As a fifth-round Major League Soccer draft pick in 2002 out of West Texas A&M, Davy Arnaud didn’t take much for granted. During that rookie season with Kansas City, his goal was a simple one: Make it to Year 2, then take matters from there.
Although he played just three games that season, he showed enough to come back for a second campaign. Then a third. And a fourth and a fifth.
“It’s turned into going on 13 years now,” Arnaud said. “I feel very fortunate. I love it — I couldn’t see myself doing anything else.”
The 33-year-old midfielder is set to play his 299th MLS match Saturday when D.C. United (0-1-0) travels to face Toronto FC (1-0-0) on Saturday.
A former MLS All-Star who compiled seven U.S. national team caps from 2007 to 2009, Arnaud is a player whose most productive days are likely behind him. While he has 48 MLS goals to his name, just five have come over the past three seasons.
But United coach Ben Olsen had more in mind when the club acquired Arnaud in a December trade with the Montreal Impact. Having served as captain with Kansas City and Montreal, Arnaud adds valuable leadership to what had largely been a young, unproven United squad.
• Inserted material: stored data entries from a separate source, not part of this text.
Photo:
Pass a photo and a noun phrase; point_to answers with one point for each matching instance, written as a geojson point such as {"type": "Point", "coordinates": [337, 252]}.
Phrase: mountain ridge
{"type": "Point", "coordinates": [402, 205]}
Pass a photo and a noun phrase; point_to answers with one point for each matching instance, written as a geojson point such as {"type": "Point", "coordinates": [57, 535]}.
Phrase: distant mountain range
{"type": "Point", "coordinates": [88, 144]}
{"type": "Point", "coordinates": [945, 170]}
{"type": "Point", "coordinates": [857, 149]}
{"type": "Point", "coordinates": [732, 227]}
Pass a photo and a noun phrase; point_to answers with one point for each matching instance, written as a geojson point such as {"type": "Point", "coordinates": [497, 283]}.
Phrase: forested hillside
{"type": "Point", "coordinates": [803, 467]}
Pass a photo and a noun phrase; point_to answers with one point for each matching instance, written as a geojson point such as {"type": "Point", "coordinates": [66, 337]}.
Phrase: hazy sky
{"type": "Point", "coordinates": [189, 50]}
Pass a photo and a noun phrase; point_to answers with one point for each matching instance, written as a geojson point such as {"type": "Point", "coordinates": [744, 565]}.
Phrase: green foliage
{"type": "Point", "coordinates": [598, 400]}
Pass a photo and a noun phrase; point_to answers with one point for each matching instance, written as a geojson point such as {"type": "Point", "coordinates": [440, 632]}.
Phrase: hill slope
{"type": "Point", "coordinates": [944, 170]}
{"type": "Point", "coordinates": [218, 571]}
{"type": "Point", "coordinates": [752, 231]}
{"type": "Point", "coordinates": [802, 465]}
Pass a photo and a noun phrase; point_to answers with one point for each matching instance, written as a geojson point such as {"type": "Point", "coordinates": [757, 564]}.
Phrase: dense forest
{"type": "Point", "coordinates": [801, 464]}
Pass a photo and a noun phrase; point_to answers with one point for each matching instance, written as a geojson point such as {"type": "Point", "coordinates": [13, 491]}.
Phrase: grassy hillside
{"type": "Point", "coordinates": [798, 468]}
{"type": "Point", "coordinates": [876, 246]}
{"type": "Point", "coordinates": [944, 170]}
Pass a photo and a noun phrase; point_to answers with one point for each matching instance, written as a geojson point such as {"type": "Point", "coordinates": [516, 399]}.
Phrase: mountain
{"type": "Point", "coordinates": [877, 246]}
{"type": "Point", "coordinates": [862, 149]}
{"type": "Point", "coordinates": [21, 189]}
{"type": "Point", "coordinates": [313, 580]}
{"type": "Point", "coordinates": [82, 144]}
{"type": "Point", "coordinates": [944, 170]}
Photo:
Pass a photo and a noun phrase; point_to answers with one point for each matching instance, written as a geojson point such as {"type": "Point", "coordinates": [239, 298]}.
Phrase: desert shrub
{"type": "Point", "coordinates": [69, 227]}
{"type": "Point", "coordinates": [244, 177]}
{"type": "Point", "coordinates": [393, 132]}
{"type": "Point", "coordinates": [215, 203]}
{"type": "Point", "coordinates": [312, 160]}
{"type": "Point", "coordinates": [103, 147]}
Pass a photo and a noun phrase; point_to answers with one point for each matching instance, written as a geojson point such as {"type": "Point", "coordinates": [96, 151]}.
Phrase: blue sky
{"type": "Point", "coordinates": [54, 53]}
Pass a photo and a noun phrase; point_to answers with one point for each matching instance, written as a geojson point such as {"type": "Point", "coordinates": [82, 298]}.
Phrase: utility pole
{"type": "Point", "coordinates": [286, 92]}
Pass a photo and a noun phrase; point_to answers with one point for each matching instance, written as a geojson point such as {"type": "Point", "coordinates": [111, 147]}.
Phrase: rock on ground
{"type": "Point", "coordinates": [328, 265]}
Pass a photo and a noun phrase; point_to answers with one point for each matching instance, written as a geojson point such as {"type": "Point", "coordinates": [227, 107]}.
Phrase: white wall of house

“He understands what it takes to be a good professional in this league,” Olsen said. “He understands what it takes to win from a team chemistry standpoint. So he adds the on-field stuff that’s evident, but the off-field stuff is also a big reason why we wanted to get him.”
Added third-year midfielder Nick DeLeon: “The impact right off the bat — I don’t know what it is about him. I want to say it’s just his workrate. The guy is putting it all on the line for us, and he just [got] here.”
Following 10 years with Kansas City, Arnaud voyaged into the unknown by signing a two-year contract with the Impact ahead of their expansion 2012 campaign. After Arnaud started 31 of Montreal’s 34 league matches that season, injuries and a new coaching staff contributed to his minutes being cut back in 2013.
When it came time for Arnaud to sit down with the Impact at season’s end, an amicable split was in the cards. Keeping in mind their 5-year-old daughter and 2-year-old son, Arnaud and his wife decided their time in Montreal had run its course.
“Toward the end of it, my family and I both were ready to get back to the U.S. for different reasons,” Arnaud said. “My kids are starting school now, so there are other things that play into it that you have to think about when you have a family. It was a good time for us to come back.”
After United’s season opener March 8, Arnaud and his family used the bye week to settle into their Ashburn, Va., home. Having some relatives and a college teammate of Arnaud’s nearby has eased the transition. And Arnaud makes the trek to RFK Stadium in his SUV with teammates Lewis Neal and Conor Shanosky.
“It’s a little bit of a drive,” Arnaud said, “but it’s more my speed.”
While he is making himself at home off the field, he’s still finding his place on it. Typically a central midfielder, Arnaud started on the right flank in United’s opener, with Olsen saying he’s still trying to get a feel for the player’s best position.
No matter where he’s deployed, Arnaud figures he’ll do what he’s done from Day 1: put in the work and lead by example. That approach, after all, has already gotten him 12 years in MLS he wasn’t counting on.
“You try to be a good influence every day at training,” Arnaud said. “For me, that’s one of the most important things on a daily basis — that you approach things the right way, that the effort is there and you don’t take any days off. I try and do that to the best of my ability.”